Maputo, 21 Sep (AIM) – Senior Mozambican journalist, Tomas Vieira Mario, has denounced the current public consultation on new mass media laws as “a pretence”.
Vieira Mario, cited in the independent daily “O Pais”, said the consultations were just a sham, and the final document will merely answer to “political interests”.
The bill on the media that will go before the country’s parliament, the Assembly of the Republic, has been re-drafted repeatedly, Vieira Mario did not believe that the current procedure will lead to any good results. He regarded the bill as ambiguous and, riddled with vague and problematic terminology.

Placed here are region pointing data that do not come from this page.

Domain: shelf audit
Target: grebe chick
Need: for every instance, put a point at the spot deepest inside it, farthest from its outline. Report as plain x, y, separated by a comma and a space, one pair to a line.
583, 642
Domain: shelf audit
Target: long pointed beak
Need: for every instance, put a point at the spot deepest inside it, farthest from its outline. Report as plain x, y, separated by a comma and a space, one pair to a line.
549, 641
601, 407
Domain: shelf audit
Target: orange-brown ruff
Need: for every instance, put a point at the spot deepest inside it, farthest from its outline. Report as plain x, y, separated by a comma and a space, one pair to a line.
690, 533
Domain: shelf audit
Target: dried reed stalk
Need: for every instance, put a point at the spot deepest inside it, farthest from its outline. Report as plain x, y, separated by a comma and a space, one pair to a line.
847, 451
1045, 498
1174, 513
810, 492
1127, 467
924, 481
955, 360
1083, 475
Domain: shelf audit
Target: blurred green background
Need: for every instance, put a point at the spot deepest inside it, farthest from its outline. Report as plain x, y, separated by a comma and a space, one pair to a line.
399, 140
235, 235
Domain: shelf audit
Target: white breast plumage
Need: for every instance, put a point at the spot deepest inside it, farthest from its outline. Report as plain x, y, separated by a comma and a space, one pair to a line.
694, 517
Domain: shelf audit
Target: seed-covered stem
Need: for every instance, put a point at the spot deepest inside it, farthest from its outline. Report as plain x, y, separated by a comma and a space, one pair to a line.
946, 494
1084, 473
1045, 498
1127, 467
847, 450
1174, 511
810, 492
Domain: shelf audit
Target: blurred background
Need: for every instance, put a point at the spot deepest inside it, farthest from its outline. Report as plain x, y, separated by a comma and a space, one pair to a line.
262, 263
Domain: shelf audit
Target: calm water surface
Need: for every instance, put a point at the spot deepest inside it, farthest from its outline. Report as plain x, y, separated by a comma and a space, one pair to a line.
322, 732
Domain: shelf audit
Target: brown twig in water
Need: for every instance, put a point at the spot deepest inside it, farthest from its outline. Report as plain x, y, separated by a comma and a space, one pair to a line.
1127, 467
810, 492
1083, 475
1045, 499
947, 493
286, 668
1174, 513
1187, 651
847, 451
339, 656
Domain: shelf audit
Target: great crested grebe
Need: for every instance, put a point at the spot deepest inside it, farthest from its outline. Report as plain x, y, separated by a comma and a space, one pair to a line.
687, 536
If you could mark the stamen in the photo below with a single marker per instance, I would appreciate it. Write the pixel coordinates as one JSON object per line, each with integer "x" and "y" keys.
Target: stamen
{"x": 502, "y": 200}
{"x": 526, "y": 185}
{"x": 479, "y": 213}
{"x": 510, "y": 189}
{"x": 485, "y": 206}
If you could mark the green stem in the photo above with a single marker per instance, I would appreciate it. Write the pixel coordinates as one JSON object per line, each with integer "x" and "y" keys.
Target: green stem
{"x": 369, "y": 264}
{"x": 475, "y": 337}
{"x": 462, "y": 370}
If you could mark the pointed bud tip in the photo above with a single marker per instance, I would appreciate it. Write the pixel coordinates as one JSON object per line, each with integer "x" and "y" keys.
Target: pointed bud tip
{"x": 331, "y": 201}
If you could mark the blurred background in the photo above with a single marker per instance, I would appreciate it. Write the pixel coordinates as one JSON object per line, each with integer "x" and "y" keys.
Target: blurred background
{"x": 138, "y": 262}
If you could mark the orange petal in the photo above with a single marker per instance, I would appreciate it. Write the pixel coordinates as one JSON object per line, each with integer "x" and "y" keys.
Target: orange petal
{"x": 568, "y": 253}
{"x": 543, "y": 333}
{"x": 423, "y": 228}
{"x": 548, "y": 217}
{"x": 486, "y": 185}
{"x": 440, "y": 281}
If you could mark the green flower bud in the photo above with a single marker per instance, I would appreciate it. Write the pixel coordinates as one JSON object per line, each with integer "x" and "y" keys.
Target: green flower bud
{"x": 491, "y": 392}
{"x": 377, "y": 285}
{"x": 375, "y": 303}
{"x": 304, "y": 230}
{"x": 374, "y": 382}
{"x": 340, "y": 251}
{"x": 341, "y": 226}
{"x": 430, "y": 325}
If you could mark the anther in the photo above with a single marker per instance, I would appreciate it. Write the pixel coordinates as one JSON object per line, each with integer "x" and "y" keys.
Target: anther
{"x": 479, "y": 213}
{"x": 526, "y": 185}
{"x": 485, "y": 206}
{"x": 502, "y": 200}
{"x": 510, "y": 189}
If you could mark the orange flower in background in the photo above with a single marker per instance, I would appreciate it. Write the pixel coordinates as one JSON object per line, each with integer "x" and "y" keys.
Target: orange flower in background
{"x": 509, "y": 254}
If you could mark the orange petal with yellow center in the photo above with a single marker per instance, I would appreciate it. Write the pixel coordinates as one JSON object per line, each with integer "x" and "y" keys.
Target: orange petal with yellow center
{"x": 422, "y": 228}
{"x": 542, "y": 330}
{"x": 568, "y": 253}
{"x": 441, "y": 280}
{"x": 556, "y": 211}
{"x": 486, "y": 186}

He was particularly angered by an article on media ownership which would allow the State to acquire holdings in private media groups. Although this is dressed up with chatter about “public interest criteria”, Vieira Mario regarded any state takeover of private media as a threat to the freedoms of the press and of expression.
The bill also introduces a new government-run Mass Media Regulatory Authority, which seems to usurp the powers of the constitutionally enshrined Higher Mass Media Council (CSCS). Vieira Mario is a former chairperson of the CSCS, as well as of the Mozambican chapter of the regional press freedom body MISA (Media Institute of Southern Africa).
The new body would also deprive the current government Press Office (Gabinfo) of its power to license, inspect and sanction the mass media. The bill does not make it clear whether Gabinfo would continue in any form at all.
Another piece of unwarranted interference is the demand that any media outlet, with five journalists or more, must set up an Editorial Council, regardless of whether the journalists want such a body.
Particularly alarming is an article in the bill which elevates the President of the Republic, and foreign heads of state, above the law. Any criticism of the President will make the journalist who wrote it, and the media where it was published, liable to a defamation suit, and the fact that the criticism is true will be no defence.
This deeply shocking clause extends to foreign heads of state, no matter how murderous their behaviour.